闇夜に輝く
第54章 勘違い客
海斗は坂東さんからそのカードを渡され、VIP席を出る。
すると今度はフロアの方が騒がしい。
どうやら若い客の方がスタッフに向かって因縁をつけ始めたようだ。
近くにいた山田君に話を聞く。
「どうしたの?」
「なんか、テーブルのグラスとかを勝手に下げたのが気に食わなかったみたいです。それにボーイが掃除機もかけ始めちゃいましたし。そしたら、客を舐めてんのかとか言いだして。それで西野さんが客ならさっさと16万払えって言い返したら、ボッタクリだって騒ぎ始めて。さらに課長を監禁してる!とか言って暴れ出したんで…」
はぁ。せっかくこっちで丸く収まりかけてるのに何をやってんだか。
海斗がキャッシャーに行くと、増田さんが声を殺して笑っていた。
「…何で笑ってるんすか」
「ププッ。いや、未だにウチの店にもこういう客が来るんだなって。最近トラブルが少なくなってつまんなかったからよ。まぁ、たまにはこういう事もないとな。面白いじゃん」
増田さんはウキウキしながらクレジットカードを処理していく。
その間に、坂東さんと井上という年配の客がVIP席から出てくる。
それを見つけた伊藤という若い方の客が走り寄ってきた。
しかし、坂東さんの厳つい風貌に一瞬たじろぐが、井上という男に話しかける。
「い、井上さん。大丈夫てしたか。こいつら16万なんて法外な値段言ってきてますよ。ボッタクリですよ。でも大丈夫です。俺に任せておいてください!」
何やら壮大な勘違いをしているが、井上とかいう男に頼りになる所をアピールしたいのだろう。

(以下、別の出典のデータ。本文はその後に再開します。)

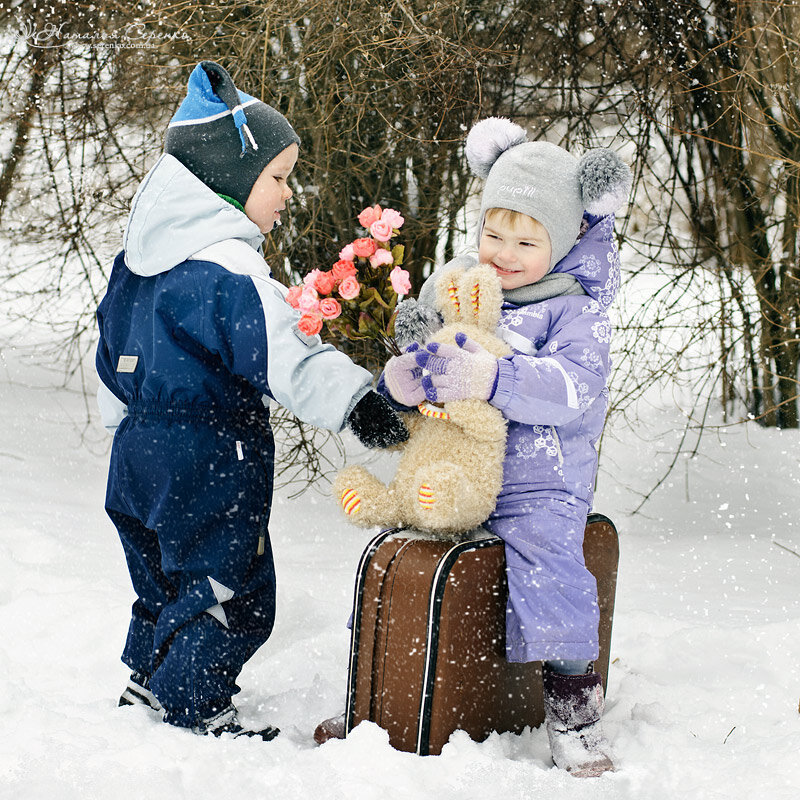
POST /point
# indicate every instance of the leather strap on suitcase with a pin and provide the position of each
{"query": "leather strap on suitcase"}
(427, 652)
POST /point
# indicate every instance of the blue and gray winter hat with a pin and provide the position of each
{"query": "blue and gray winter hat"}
(544, 181)
(223, 136)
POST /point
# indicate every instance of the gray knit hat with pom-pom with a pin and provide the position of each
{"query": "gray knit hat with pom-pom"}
(544, 181)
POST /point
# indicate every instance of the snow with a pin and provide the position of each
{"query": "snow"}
(704, 684)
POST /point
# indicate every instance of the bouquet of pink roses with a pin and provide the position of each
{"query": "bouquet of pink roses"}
(358, 296)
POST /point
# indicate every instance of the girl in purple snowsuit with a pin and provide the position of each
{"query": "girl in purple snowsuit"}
(546, 226)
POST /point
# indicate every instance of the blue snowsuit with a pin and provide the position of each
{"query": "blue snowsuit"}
(195, 338)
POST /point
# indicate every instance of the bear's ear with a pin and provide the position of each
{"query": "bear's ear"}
(470, 297)
(488, 140)
(605, 181)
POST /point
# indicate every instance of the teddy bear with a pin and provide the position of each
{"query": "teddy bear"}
(450, 469)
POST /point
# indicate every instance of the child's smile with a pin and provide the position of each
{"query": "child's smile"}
(520, 253)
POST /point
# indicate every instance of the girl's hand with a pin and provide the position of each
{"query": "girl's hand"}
(403, 377)
(457, 372)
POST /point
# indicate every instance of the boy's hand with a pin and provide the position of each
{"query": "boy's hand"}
(375, 423)
(457, 372)
(403, 378)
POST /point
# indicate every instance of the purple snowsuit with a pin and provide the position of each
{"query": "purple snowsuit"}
(553, 392)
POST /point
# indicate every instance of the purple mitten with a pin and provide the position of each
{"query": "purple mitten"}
(457, 372)
(403, 377)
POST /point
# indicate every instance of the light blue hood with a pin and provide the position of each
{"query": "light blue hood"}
(174, 215)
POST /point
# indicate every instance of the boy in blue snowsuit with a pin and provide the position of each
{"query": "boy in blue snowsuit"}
(559, 271)
(195, 338)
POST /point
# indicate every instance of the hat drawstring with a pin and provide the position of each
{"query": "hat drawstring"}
(240, 120)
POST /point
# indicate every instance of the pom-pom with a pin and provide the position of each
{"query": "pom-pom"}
(488, 140)
(605, 181)
(415, 322)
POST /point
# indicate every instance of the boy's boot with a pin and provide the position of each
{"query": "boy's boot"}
(137, 692)
(573, 706)
(227, 721)
(332, 728)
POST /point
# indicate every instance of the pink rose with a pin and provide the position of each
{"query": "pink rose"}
(369, 215)
(324, 282)
(381, 230)
(308, 300)
(381, 257)
(349, 288)
(309, 324)
(343, 269)
(311, 277)
(293, 296)
(394, 218)
(329, 308)
(400, 282)
(363, 248)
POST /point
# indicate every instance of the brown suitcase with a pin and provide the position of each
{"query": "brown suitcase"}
(427, 653)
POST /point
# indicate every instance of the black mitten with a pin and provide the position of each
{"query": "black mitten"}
(375, 423)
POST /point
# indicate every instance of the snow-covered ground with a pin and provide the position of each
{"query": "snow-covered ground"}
(704, 685)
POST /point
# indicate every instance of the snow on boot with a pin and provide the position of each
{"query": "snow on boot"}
(332, 728)
(227, 721)
(137, 692)
(573, 706)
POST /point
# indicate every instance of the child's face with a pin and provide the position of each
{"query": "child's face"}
(519, 253)
(270, 192)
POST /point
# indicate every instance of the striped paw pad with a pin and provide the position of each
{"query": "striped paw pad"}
(452, 291)
(351, 502)
(475, 298)
(430, 410)
(425, 497)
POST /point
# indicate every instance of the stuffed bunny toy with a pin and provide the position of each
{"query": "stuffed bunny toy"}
(451, 468)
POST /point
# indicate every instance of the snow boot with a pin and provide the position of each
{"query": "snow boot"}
(573, 706)
(332, 728)
(227, 721)
(137, 692)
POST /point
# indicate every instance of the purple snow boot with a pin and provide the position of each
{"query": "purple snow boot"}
(573, 706)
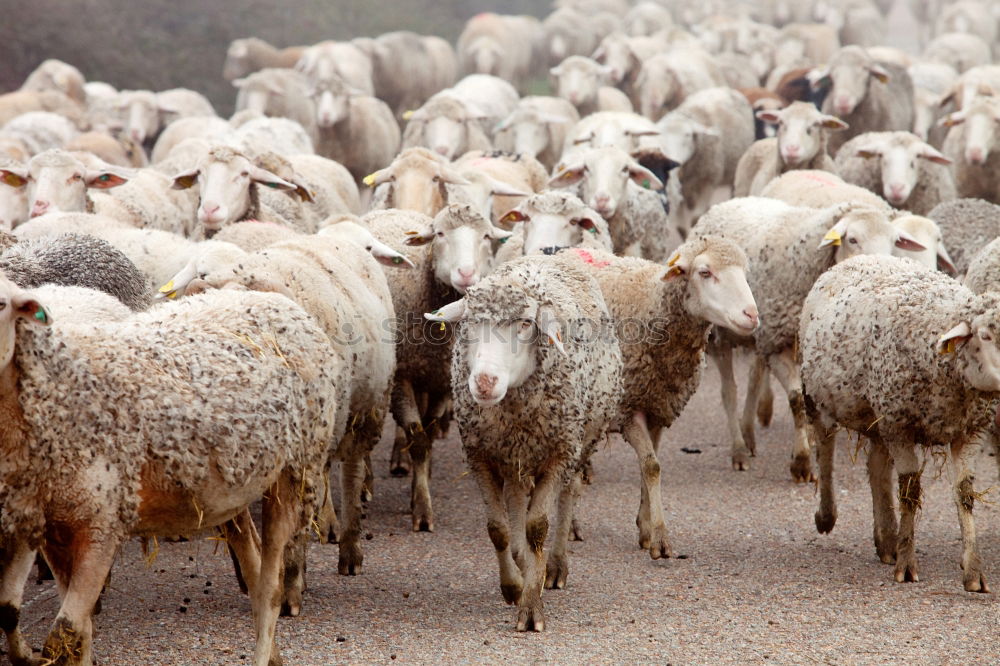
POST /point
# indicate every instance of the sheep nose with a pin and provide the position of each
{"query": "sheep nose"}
(39, 208)
(485, 384)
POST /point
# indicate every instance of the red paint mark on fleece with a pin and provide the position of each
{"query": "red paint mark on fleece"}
(589, 258)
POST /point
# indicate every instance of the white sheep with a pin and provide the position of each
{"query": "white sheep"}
(111, 465)
(706, 136)
(618, 188)
(788, 248)
(537, 127)
(534, 392)
(800, 144)
(904, 357)
(585, 84)
(867, 95)
(909, 173)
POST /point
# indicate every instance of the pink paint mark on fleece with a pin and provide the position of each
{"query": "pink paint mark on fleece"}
(589, 258)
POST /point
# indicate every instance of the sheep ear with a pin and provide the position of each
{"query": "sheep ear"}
(879, 73)
(30, 310)
(105, 179)
(417, 238)
(14, 177)
(833, 124)
(933, 155)
(953, 339)
(185, 180)
(568, 176)
(644, 178)
(550, 326)
(905, 241)
(452, 312)
(945, 264)
(677, 266)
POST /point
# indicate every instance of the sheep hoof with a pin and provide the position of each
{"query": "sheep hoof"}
(801, 468)
(659, 545)
(531, 619)
(825, 522)
(511, 592)
(556, 572)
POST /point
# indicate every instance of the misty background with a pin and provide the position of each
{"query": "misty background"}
(162, 44)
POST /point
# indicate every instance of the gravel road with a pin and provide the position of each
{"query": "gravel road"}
(753, 583)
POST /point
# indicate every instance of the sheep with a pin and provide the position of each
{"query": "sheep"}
(229, 189)
(409, 68)
(931, 82)
(552, 220)
(59, 76)
(909, 173)
(583, 81)
(499, 45)
(639, 224)
(76, 260)
(246, 56)
(538, 128)
(706, 136)
(924, 374)
(15, 103)
(959, 50)
(970, 145)
(335, 279)
(460, 253)
(788, 248)
(358, 131)
(662, 316)
(819, 189)
(126, 444)
(867, 95)
(968, 224)
(497, 181)
(800, 144)
(666, 79)
(530, 413)
(38, 131)
(325, 61)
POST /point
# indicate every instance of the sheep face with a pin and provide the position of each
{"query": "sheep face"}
(603, 174)
(57, 182)
(718, 291)
(975, 341)
(16, 303)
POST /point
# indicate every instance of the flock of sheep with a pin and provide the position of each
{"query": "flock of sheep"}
(197, 314)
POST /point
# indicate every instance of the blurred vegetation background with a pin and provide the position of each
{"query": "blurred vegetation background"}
(162, 44)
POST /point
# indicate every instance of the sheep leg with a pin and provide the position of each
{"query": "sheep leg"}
(243, 542)
(497, 526)
(81, 561)
(557, 566)
(326, 515)
(280, 522)
(908, 471)
(787, 372)
(15, 568)
(652, 529)
(530, 616)
(740, 454)
(962, 452)
(826, 515)
(883, 511)
(352, 473)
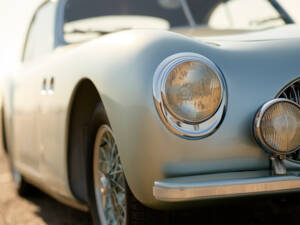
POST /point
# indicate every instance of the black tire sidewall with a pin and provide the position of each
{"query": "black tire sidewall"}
(98, 119)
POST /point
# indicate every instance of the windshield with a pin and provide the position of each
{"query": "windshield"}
(98, 17)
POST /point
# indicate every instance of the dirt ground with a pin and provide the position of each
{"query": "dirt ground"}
(38, 209)
(43, 210)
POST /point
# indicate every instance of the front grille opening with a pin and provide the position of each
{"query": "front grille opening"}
(292, 92)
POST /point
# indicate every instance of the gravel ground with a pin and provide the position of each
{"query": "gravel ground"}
(43, 210)
(38, 209)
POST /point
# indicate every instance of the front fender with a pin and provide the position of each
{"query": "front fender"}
(123, 72)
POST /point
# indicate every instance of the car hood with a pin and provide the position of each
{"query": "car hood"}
(278, 33)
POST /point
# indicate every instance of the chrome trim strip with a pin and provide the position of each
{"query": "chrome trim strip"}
(182, 128)
(179, 192)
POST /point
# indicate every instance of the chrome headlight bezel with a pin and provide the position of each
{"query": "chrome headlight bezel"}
(257, 127)
(179, 126)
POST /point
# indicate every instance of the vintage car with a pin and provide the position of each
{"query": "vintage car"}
(201, 98)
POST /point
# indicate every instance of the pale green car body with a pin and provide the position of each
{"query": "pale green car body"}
(255, 66)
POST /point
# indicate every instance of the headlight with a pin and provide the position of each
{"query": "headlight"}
(277, 126)
(189, 93)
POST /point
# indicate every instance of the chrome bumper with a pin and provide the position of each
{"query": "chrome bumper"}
(178, 190)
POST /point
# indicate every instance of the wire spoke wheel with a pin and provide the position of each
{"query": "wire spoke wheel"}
(109, 181)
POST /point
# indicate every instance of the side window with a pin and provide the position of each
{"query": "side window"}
(40, 38)
(244, 14)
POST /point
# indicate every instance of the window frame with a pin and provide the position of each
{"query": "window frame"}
(30, 26)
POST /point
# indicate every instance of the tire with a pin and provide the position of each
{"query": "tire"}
(127, 210)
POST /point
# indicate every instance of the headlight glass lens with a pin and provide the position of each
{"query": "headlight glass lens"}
(280, 127)
(193, 92)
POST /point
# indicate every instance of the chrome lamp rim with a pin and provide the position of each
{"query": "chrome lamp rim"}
(257, 127)
(179, 126)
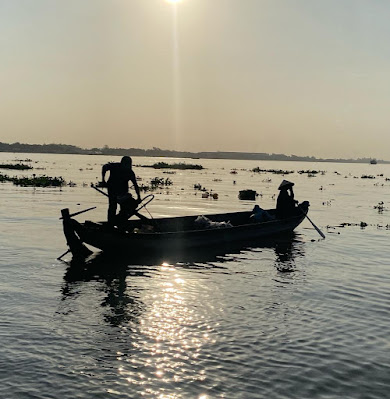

「俺、知ってるんすよ。こいつらって口ばっかで手が出せないんですよ。だから挑発して手を出させればいいんです。ほら、そこのお前!殴ってみろよ。どうした?びびってんのか?あ?」
そうして側にいた坂東さんに向かってバカにしたような顔で挑発する。
絶対に街中で坂東さんと出会っていたら、目も合わせずに避けて通るであろうと予想できる。
しかしこの若い男は、酔っ払って完全に調子に乗っていた。
「あ、あの、伊藤君?大丈夫だからもう帰ろう」
若者とは逆に完全に酔いが冷めている年配の井上という男は、遠慮気味に窘めようとする。
一人で空回っている若者が可笑しくて、ボーイも笑いを堪えるのに必死。